Every fanbase in professional sports thinks that everyone else is out to get them. Well, this may indeed be the case for the Cincinnati Bengals. And the evidence continues to mount thanks to the Dallas Cowboys’ owner Jerry Jones.
Jones' recent swipe at Cincinnati
A trial is underway dealing with the NFL's Sunday Ticket, out-of-market television deals, and anti-trust laws. It involves, in part, individual teams selling their TV rights rather than the NFL doing it for each team. While testifying in the case on that particular detail, Jones took the opportunity to criticize the Cincinnati Bengals.
Joe Reedy of the AP reported that the ever-so-subtle Jones, defending the NFL’s broadcast model around the Sunday Ticket, proclaimed, “I am convinced I would make a lot more money than the Bengals.” Stating his view on how the NFL handles the Sunday Ticket package, Jones said, “I’m completely against each team doing TV deals. It is flawed.”
The Cowboys would make more than every team in the NFL, not just the Bengals. He knows it. We all know it. The Cowboys would generate substantially more revenue than all the other teams in the NFL if each franchise were allowed to negotiate each team's out-of-market television contracts. To call out the Bengals specifically was unnecessary.
Jones took a moment to perpetuate the idea that the Bengals organization, in general, and Mike Brown in particular, is cheap. It is far from the first time we’ve heard this. And it won’t be the last. It also speaks to the unpopularity of the team in Jones’ mind, suggesting that people outside of the greater Cincinnati area don’t want to watch the Bengals.

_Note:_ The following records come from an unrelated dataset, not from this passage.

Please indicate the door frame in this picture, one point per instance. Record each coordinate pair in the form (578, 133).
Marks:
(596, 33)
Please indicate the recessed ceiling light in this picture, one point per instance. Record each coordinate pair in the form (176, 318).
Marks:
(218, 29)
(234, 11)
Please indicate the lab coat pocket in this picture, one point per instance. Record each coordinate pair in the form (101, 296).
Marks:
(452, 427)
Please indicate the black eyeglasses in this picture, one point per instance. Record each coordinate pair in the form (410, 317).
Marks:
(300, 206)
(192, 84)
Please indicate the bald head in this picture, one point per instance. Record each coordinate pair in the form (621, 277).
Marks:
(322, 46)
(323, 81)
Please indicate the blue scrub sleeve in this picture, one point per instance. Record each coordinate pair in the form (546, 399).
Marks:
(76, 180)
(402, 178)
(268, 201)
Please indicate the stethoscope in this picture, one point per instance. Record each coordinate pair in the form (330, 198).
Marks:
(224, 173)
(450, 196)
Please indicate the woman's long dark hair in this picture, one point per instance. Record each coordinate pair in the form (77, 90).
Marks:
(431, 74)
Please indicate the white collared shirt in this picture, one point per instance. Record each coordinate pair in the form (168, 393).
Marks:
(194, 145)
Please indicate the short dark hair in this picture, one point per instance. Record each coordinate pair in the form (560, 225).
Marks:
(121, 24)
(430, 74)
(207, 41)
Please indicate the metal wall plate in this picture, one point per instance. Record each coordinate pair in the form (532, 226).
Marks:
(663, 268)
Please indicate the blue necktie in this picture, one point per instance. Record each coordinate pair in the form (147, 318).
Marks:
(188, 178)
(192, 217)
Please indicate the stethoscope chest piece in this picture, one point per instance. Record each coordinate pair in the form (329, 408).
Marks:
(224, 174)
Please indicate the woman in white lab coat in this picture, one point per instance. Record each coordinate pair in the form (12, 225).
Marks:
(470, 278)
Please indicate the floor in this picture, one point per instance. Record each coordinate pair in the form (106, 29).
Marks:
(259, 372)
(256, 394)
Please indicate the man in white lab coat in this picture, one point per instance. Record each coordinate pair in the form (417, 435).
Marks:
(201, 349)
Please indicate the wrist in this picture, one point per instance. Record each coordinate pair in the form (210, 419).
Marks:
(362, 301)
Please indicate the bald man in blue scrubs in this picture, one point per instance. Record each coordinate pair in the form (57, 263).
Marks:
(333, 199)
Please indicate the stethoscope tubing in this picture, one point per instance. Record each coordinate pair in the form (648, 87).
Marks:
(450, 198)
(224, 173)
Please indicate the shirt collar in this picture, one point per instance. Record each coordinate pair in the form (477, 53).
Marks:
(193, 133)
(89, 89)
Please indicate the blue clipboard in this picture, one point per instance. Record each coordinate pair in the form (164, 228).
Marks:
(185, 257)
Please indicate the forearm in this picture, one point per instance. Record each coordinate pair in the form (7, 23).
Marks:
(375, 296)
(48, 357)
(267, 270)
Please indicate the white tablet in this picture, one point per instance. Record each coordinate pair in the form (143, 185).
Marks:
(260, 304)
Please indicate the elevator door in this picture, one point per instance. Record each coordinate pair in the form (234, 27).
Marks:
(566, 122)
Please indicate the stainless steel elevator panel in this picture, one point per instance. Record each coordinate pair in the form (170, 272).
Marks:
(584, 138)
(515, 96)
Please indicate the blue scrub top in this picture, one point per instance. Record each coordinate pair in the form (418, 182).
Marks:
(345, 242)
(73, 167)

Jones may have a personal/business beef with Brown. Mike Florio brought up the problem that Jones has with Brown. Florio wrote, “As NFL legend has it, Jones and Brown once got into a heated argument during an ownership meeting over Brown’s refusal to sell naming rights to Paul Brown Stadium.”

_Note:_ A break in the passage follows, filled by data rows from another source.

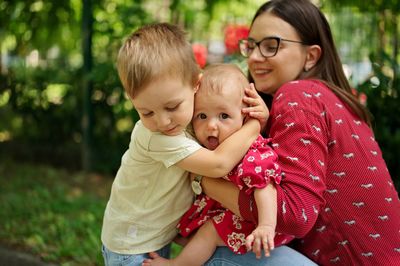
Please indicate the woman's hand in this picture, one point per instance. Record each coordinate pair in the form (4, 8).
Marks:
(261, 237)
(256, 106)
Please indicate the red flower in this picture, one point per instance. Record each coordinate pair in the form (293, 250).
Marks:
(200, 53)
(233, 33)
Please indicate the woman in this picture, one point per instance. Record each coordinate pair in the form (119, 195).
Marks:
(336, 197)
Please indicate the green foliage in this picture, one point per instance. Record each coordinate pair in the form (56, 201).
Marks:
(52, 214)
(383, 91)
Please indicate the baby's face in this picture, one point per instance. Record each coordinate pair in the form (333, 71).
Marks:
(165, 106)
(216, 116)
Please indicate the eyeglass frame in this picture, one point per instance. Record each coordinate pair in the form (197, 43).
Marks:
(257, 44)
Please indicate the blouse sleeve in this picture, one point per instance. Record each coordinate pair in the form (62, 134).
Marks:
(300, 137)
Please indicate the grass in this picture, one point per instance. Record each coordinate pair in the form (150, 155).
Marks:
(53, 214)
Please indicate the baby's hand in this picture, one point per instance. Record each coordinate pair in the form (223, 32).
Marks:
(256, 106)
(261, 237)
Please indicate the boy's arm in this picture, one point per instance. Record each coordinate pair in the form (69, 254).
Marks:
(226, 156)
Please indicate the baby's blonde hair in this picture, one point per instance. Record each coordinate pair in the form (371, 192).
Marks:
(218, 76)
(156, 51)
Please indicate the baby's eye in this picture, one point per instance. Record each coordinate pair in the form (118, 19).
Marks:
(202, 116)
(171, 109)
(224, 116)
(147, 114)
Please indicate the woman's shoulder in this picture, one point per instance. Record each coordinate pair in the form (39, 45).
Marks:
(304, 94)
(303, 88)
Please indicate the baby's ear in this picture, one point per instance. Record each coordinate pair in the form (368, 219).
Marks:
(196, 88)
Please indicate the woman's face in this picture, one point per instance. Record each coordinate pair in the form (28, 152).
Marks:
(271, 73)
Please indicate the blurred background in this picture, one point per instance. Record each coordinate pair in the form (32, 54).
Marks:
(65, 121)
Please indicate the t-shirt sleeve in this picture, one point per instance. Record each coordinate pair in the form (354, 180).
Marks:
(171, 149)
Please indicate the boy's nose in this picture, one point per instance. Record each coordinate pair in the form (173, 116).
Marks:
(212, 125)
(163, 120)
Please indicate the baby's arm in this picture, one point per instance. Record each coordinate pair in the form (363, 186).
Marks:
(256, 106)
(221, 161)
(263, 235)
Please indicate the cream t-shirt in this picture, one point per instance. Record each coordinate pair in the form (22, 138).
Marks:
(149, 194)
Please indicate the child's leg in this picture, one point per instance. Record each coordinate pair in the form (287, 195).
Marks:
(199, 249)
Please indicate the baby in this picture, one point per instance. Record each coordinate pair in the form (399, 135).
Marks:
(217, 115)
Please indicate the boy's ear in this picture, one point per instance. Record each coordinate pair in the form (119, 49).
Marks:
(196, 88)
(313, 55)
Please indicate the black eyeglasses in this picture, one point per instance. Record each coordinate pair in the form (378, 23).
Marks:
(268, 46)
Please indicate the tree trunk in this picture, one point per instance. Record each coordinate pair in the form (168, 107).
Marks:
(87, 118)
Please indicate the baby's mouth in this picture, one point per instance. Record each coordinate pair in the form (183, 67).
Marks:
(212, 143)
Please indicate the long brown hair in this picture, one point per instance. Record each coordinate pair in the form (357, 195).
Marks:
(313, 29)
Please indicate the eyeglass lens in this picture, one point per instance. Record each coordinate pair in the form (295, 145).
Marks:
(268, 47)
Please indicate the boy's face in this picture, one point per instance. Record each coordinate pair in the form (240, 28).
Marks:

Jones eventually got what he wanted from Mike Brown two years ago when the Bengals signed a naming rights deal with Paycor. So why is Jones smearing Brown and the Bengals again?
is there more to the story?
Could there be something more sinister afoot? Is there possibly a plan to attempt to humiliate and sabotage the Bengals on and off the field? The evidence, your honor, is accumulating. And as Leroy Jethro Gibbs’ Rule 39 states, “There is no such thing as a coincidence.”

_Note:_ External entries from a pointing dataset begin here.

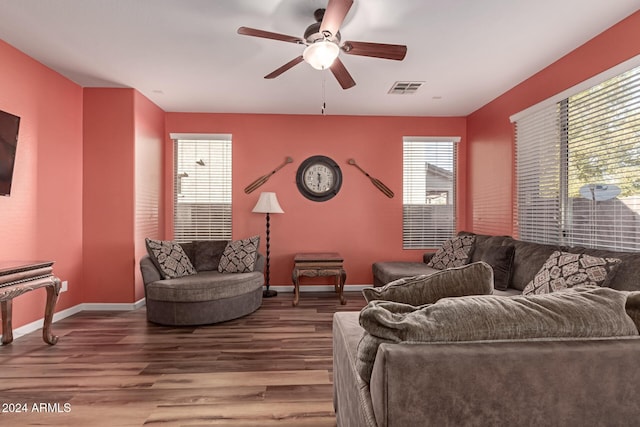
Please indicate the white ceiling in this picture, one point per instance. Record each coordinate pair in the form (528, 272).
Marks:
(186, 56)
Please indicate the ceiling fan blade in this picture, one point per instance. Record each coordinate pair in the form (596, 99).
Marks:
(334, 15)
(284, 68)
(341, 74)
(376, 50)
(246, 31)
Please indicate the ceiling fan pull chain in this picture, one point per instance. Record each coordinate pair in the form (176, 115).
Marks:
(324, 102)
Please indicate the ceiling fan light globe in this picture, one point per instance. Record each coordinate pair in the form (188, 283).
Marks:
(321, 54)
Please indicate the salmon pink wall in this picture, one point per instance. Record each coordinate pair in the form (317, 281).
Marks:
(149, 142)
(123, 143)
(42, 219)
(108, 195)
(490, 133)
(360, 222)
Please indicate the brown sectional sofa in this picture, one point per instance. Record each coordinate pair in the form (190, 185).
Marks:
(528, 258)
(523, 382)
(203, 298)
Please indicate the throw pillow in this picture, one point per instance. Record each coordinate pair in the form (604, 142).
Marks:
(239, 256)
(565, 270)
(470, 279)
(453, 253)
(500, 258)
(573, 313)
(169, 258)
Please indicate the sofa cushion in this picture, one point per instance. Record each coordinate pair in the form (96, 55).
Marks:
(453, 253)
(387, 271)
(470, 279)
(239, 256)
(204, 286)
(577, 313)
(169, 258)
(500, 258)
(633, 307)
(565, 270)
(207, 254)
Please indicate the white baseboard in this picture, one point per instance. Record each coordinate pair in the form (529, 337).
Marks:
(63, 314)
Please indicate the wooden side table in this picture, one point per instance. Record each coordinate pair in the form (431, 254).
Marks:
(18, 277)
(319, 265)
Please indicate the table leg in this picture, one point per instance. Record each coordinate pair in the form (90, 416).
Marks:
(52, 297)
(341, 280)
(296, 287)
(7, 329)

Last year, George “The Sodfather” Toma explained that Cincinnati's practice surface was not fit to be on ahead of Super Bowl 56 versus the Los Angeles Rams. Among other things, Toma said that Bengals coach Zac Taylor would not allow his team to practice on UCLA’s field because the surface was too slippery. Toma, who has ties to Bengals founder Paul Brown, resolved the problem, allowing Cincinnati to practice on a suitable playing surface before the big game, minus one day.
During that same interview on the Dan Lebatrd Show with Stugotz, Toma said the only other time he had a problem with the field at a Super Bowl involved the San Francisco 49ers and, you guessed it, the Cincinnati Bengals.
Additionally, there was the time the NFL deemed the Bengals’ no-huddle offense illegal just hours before the 1989 AFC Championship Game against the Buffalo Bills.
More recently, the NFL again decided to change the rules for the Bengals. Because of tragic events during Week 17 during the Bengals-Bills game involving Damar Hamlin, the league decided that if the Bengals lost to the Ravens in Week 18, the home team of their rematch in the Wildcard Weekend would be determined by a coin flip. This flip of the coin would occur despite Cincinnati having already won the division title.
The league, with Jerry Jones as its most influential and out-front owner, wanted to give the Ravens a 50-50 shot at hosting the Bengals in the first round of the playoffs despite not winning the division.
However, before this situation involved the Bengals, the rulebook said that playoff seeding depended on winning percentage if not all the teams played the same number of games. Cincinnati defeated Baltimore in the final matchup of the regular season, avoiding any “miscommunication.”
When the Dallas Cowboys, the most popular team in the NFL, have Jones, the league's most powerful owner, at the helm, it is easy to wonder if something is happening in the background that should worry Bengals fans. If Jones is willing to take such flagrant and unnecessary shots at the Bengals behind closed doors and in public, maybe Bengals fans should be concerned.
Nevertheless, Jones might want to hold off on releasing his Ether or Not Like Us diss track against Mike Brown. It might be too late.
No matter how cheap the Cowboys’ owner thinks Mike Brown is or how much people don’t want to watch Cincinnati, they can’t deny that the Bengals have had more recent success than Dallas. Perhaps the Cowboys should operate more like the Bengals. It must hurt being lapped by the team and owner that he despises the most.
Jones should worry about paying the richest contract in NFL history to a quarterback who only has two playoff wins to his name in nearly a decade. While Jones does a lot of talking off of the field, the Bengals will let their play to their taking for them.
The Cowboys and Bengals will face off in Week 14 on Monday Night Football on December 9th.